ServiceNow’s forecast adds to a series of positive results this week from the tech industry. Microsoft Corp. reported resilient corporate cloud-computing demand Tuesday while Alphabet Inc.’s Google generated better-than-expected advertising sales and said its cloud unit reported a profit for the first time. In an interview, ServiceNow Chief Executive Officer Bill McDermott said all these companies offer various platforms that customers are using to consolidate their technology needs. The vast majority of ServiceNow’s largest deals this quarter included five or more software products, he added.

ServiceNow sells applications that help companies organize and automate their personnel, customer service and information technology operations. The results reflect a continued turnaround from about a year ago when McDermott became one of the first software executive to say that customers were reluctant to commit to purchases.

The Santa Clara, California-based company said first-quarter subscription revenue increased 24% to $2.02 billion. Analysts, on average, projected $2 billion, according to data compiled by Bloomberg. Currency fluctuations dampened growth by three percentage points, but currency impacts should end this year and may even turn to a small tailwind, McDermott said.

Anytime a company exceeds analysts’ expectations in this uncertain economic situation is positive news, Anurag Rana, a Bloomberg Intelligence analyst, said in Bloomberg Television interview. “If they can manage to grow over 20% in such a bad environment, that’s pretty good.” 
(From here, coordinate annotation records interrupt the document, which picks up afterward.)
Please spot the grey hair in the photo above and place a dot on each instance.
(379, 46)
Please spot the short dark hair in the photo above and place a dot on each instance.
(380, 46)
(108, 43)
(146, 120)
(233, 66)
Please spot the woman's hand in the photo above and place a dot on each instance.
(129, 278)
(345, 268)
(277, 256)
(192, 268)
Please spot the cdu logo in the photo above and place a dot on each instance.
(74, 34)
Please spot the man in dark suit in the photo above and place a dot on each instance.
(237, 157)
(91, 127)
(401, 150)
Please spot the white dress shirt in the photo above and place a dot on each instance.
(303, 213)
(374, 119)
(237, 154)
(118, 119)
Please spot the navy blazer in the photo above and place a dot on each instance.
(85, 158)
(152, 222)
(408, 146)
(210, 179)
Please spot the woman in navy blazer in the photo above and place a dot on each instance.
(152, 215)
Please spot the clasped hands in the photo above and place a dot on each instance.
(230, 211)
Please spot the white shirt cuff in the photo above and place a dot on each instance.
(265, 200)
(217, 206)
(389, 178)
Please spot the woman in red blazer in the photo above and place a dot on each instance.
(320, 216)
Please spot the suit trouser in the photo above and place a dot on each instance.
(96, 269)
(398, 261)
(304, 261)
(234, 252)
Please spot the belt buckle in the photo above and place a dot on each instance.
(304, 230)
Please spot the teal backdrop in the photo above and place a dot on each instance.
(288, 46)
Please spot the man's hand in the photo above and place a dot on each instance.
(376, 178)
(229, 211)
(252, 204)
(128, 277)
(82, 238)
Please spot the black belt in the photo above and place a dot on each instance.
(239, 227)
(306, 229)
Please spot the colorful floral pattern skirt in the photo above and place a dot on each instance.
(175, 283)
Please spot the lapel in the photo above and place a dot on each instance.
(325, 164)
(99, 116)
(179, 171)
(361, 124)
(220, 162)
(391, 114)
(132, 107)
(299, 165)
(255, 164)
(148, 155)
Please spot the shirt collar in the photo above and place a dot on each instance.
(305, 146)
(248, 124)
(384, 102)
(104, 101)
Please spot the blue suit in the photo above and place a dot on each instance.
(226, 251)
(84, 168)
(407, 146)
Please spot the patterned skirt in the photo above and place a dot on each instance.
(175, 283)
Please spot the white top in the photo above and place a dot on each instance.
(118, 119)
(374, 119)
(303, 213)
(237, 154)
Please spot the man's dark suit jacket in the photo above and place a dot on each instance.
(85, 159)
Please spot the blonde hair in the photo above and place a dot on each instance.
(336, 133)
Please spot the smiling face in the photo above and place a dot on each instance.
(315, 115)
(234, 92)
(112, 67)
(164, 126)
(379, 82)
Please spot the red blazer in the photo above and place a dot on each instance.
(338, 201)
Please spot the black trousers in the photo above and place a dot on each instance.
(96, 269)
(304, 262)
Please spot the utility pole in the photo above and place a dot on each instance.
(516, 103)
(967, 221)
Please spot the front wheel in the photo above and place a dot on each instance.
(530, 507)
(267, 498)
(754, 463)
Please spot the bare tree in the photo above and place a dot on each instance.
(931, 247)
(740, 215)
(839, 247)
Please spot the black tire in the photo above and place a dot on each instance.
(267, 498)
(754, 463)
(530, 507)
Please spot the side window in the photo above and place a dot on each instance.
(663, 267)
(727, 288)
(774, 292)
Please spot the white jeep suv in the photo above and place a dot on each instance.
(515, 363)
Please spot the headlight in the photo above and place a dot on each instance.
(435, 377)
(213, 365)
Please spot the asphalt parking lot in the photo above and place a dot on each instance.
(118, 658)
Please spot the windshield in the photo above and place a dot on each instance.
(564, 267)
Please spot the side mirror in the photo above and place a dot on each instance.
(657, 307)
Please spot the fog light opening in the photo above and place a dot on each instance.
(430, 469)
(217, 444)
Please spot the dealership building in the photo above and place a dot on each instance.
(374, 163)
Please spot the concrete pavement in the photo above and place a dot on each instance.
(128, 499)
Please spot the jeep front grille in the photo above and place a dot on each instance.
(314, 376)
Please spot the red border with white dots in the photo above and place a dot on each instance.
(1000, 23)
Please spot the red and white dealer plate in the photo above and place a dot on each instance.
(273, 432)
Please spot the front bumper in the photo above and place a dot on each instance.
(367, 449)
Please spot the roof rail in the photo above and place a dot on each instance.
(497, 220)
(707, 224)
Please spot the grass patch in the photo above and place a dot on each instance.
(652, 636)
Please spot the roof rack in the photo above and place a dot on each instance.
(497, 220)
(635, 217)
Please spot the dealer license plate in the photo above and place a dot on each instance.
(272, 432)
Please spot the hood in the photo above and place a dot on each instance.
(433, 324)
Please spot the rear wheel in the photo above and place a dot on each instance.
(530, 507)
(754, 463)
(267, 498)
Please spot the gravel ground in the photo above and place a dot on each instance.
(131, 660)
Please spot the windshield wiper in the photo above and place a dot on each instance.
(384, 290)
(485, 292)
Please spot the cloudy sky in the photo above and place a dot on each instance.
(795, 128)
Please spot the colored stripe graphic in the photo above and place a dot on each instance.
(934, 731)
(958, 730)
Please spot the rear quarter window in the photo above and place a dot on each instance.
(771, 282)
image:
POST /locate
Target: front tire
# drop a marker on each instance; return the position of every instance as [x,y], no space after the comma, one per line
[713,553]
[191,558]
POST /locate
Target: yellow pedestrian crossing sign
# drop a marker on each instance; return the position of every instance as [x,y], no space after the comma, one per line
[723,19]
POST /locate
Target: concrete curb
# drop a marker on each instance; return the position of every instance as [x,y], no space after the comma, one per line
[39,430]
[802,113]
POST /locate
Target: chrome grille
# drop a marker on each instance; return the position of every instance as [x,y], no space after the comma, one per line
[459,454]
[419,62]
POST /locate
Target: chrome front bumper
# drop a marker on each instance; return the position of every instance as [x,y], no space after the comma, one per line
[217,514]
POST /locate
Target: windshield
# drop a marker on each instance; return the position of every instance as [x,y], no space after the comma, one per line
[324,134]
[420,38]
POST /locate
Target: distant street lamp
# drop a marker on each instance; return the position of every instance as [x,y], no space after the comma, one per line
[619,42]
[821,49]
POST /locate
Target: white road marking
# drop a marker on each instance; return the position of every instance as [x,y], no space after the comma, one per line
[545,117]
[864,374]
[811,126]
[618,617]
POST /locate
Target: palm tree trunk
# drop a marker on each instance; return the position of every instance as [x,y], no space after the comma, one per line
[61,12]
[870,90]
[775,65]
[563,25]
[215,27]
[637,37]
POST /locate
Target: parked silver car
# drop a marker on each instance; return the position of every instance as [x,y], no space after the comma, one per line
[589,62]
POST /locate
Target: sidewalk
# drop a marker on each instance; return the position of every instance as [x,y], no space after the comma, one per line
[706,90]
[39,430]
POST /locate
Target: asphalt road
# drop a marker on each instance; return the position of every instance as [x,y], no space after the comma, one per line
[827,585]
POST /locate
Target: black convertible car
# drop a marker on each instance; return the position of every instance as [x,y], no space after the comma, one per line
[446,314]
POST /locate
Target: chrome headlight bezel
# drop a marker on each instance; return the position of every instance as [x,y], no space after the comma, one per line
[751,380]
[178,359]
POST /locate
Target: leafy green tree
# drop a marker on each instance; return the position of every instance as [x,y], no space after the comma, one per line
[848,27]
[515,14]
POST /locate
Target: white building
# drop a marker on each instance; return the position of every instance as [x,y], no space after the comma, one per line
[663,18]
The shares gained about 2% in extended trading after closing at $454.03 in New York. The stock has rallied 17% this year.

Total revenue jumped 22% to $2.1 billion in the period ended March 31. Profit, excluding some items, was $2.37 a share, topping analysts’ average estimate of $2.05. Diverging from other large tech firms, ServiceNow earlier committed to no job cuts in 2023. McDermott said the company is sticking with that pledge, calling it a “solemn oath.”

Separately, ServiceNow said Deborah Black, vice president of engineering at Netflix Inc., will join the company’s board. Former US Army Chief Information Officer Raj Iyer was named head of ServiceNow’s global public sector business.